Concernant les jeux casuals, notre filiale Waterlily existe toujours juridiquement, mais non en effet nous ne ferons plus de jeux casuals. La raison d'être de ces jeux, c'est qu'à partir du milieu des années 2000, j'avais cherché à diversifier Frogwares vers des productions qui ne nécessitaient pas d'avoir recours à un éditeur. C'est pour ça qu'on a fait World of Battles et des jeux casuals, qui se vendaient en téléchargement. Et même si la plate-forme de téléchargement prenait une commission de 60 ou 70%, c'était toujours mieux qu'avec un éditeur et un distributeur retail, sans compter qu'ils nous payaient chaque mois. Mais vers 2013-2014, le jeu casual est un style qui s'est réorienté vers le mobile et c'était une autre expertise de production. On a préféré arrêter. Maintenant que Frogwares est le seul éditeur de tous ses jeux, nous n'avons plus besoin d'y revenir.


World of Battles (2010).


Justement, à propos des problèmes que Frogwares avait rencontré avec ses éditeurs, et dont on avait discuté sur Planète Aventure en 2020 : tout ça est réglé, c'est derrière toi désormais ?

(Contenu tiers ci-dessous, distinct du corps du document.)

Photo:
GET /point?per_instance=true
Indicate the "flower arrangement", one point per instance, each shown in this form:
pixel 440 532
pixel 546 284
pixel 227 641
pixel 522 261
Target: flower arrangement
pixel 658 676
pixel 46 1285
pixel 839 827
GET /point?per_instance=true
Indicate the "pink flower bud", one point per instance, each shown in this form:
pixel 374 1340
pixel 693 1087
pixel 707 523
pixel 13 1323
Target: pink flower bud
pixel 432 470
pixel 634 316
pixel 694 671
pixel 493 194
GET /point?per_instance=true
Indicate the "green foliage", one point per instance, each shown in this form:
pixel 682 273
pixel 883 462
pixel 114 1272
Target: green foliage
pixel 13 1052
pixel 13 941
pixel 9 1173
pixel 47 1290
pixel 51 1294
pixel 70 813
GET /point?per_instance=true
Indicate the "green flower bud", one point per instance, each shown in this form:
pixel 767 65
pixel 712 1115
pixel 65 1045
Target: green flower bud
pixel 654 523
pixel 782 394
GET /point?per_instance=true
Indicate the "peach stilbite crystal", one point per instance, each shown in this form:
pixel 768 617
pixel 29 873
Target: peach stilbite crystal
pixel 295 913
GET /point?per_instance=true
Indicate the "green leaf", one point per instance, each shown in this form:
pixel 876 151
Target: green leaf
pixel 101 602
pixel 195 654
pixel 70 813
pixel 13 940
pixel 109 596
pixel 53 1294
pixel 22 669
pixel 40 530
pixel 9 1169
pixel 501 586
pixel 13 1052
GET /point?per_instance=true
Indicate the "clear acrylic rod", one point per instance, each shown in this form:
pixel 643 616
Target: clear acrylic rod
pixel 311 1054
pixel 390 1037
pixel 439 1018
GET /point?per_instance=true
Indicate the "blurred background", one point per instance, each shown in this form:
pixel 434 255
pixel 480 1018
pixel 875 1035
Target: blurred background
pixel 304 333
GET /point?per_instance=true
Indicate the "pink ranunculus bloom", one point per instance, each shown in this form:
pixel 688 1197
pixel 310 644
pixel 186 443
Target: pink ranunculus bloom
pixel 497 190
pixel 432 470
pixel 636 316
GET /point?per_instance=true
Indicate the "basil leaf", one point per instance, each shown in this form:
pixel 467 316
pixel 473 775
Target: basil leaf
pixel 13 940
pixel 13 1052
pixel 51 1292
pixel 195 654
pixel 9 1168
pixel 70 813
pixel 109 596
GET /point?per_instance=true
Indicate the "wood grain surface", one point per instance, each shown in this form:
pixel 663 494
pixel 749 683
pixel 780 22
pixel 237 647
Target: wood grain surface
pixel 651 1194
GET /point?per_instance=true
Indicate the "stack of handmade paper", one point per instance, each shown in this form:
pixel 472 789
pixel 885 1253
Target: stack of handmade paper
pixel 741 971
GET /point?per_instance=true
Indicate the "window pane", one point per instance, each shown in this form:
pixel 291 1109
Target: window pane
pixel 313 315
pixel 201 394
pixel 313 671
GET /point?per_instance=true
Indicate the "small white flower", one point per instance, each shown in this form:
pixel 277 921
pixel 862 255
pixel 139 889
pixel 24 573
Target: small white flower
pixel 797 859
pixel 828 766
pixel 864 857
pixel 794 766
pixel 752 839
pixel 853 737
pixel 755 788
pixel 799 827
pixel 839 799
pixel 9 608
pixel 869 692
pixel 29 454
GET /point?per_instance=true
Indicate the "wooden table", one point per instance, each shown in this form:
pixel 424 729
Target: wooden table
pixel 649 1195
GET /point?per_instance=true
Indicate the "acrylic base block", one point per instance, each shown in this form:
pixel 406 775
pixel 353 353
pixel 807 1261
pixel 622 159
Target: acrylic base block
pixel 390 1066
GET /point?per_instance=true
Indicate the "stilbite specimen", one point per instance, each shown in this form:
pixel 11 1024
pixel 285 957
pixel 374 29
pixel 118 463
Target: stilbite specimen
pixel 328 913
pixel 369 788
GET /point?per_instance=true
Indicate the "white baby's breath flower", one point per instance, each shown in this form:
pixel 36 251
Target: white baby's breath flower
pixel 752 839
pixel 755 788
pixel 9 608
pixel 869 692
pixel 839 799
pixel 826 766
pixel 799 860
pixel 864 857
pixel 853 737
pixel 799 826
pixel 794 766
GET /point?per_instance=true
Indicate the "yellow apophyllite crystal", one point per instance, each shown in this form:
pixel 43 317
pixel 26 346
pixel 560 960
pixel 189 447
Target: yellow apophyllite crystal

Oui j'en ai terminé et je suis content que ce soit fini. Ça a été pénible, et heureusement que nous sommes devenus nos propres éditeurs, car dans le cas inverse il est probable que nous n'existerions plus. Avec la guerre en Ukraine, les éditeurs auraient pu faire valoir le cas de force majeure pour rompre leurs contrats avec nous, et nous n'aurions plus été rémunérés. Il faut savoir que lorsqu'on signe un contrat avec un éditeur, ce dernier demande par exemple qu'on ait une « safe room » protégée 24h/24, que la sécurité des données soit garantie, qu'on ait d'ailleurs une assurance pour ça, etc. Or avec la guerre, l'assurance saute, il devient impossible de garantir que les équipes restent opérationnelles à tout moment et on ne peut plus garantir la sécurité des installations en raison des bombardements. Dès lors, l'éditeur a tout le loisir d'interrompre le contrat et de demander à récupérer lui-même les données en mettant le développeur sur le bord de la touche. En récupérant complètement les droits sur nos jeux nous avons évité cela, et cela nous permet d'être beaucoup plus résilients dans une époque où cette notion est devenue centrale pour nous.